No unli rice? Here’s how to cope
Sen. Villar wants to ban ‘unli’ rice. Adlai, heirloom, and sweet potatoes are some substitutes
Jun 15, 2017
My friends and I were just talking about how bad the MRT 3 was last night when Sen. Cynthia Villar broke the local internet and united the Filipino people (even for a while): news about how she wants to ban restaurants’ unli rice promo spread like wildfire.
This came up during a hearing on rice production and consumption yesterday. Sen. Villar, chair of the Senate Committee on Agriculture and Food, stressed that eating less rice and opting for brown rice and vegetables over well-milled rice would help the government reach its self-sufficiency target.
“We should not encourage consumption of well-milled rice. If possible, we should already shift to brown rice so Filipinos would eat less and so that finally, we can already be self-sufficient,” she said.
Of course, the halting of unlimited rice promotions is unlikely to happen, but in case you’re wondering, here are some healthy and available substitutes to the well-loved white rice:
Adlai plant is a Southeast Asian native grain-producing plant that belongs to the same family of weeds as rice, wheat and corn. It is grown and consumed mainly in Isabela, Batangas, Bicol Region, and Zamboanga Del Sur, but the Bureau of Agricultural Research has been pushing its commercialization as food.

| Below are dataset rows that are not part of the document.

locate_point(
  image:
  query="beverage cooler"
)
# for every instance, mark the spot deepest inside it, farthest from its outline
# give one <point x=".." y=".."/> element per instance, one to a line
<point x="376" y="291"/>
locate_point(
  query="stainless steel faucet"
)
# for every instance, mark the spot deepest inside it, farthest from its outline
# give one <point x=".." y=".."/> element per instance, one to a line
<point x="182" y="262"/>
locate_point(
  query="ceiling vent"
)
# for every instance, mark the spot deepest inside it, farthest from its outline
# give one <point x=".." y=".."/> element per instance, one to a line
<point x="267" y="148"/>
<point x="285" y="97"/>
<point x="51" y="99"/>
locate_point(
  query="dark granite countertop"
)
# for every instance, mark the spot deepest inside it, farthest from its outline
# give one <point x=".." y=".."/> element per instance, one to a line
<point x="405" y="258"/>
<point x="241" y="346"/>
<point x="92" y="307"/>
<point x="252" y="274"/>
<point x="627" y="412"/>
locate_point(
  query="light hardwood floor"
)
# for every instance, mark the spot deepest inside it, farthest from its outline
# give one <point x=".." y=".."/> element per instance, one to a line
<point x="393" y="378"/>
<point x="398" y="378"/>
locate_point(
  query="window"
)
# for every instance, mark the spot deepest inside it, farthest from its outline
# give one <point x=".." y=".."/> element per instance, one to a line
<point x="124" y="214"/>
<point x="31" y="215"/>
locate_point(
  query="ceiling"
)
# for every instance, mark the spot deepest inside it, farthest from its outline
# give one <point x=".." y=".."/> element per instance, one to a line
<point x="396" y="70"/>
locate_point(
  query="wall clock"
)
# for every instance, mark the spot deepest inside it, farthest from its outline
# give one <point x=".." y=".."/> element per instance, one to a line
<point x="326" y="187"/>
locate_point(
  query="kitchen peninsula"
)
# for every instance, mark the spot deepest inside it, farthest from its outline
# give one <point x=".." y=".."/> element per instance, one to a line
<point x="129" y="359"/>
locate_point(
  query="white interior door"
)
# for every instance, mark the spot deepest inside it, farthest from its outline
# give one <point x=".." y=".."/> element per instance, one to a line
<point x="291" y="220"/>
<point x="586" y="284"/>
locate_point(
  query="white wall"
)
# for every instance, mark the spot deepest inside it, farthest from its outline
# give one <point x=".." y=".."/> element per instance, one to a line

Its grains can be cooked and served steamed just like regular white rice as these products share similar characteristics. Its versatility also allows it to be an ingredient for soups and broths, be grounded into flour and used to make breads and pastas, be roasted and turned into coffee, and fermented into wine.
Adlai also has lower amount of carbohydrates and is gluten-free, but it sure will provide the same eating experience as white rice does.
Our own heirloom rice is legendary with its notable nutritional values, flavor, aroma, color, and cooking quality. Aside from the Cordillera, there are varieties grown in parts of Mindanao too.
Although not a high yielder despite its high demand locally and internationally, the government has taken initiatives in preserving this local gem.
During the Japanese occupation in the country, my great grandmother used to tell their sweet potatoes story: how they have no access to rice, so they ate these root crops while hiding underground. Kamote are almost everywhere.
These crops have complex carbohydrates which are digested by our bodies slowly, avoiding rapid rise of blood sugar and providing steady energy levels. They also have more fiber than brown rice that helps fill us up and keep cholesterol at bay. They are recommended by gym instructors and various weight-loss diet plans like South Beach and Atkins.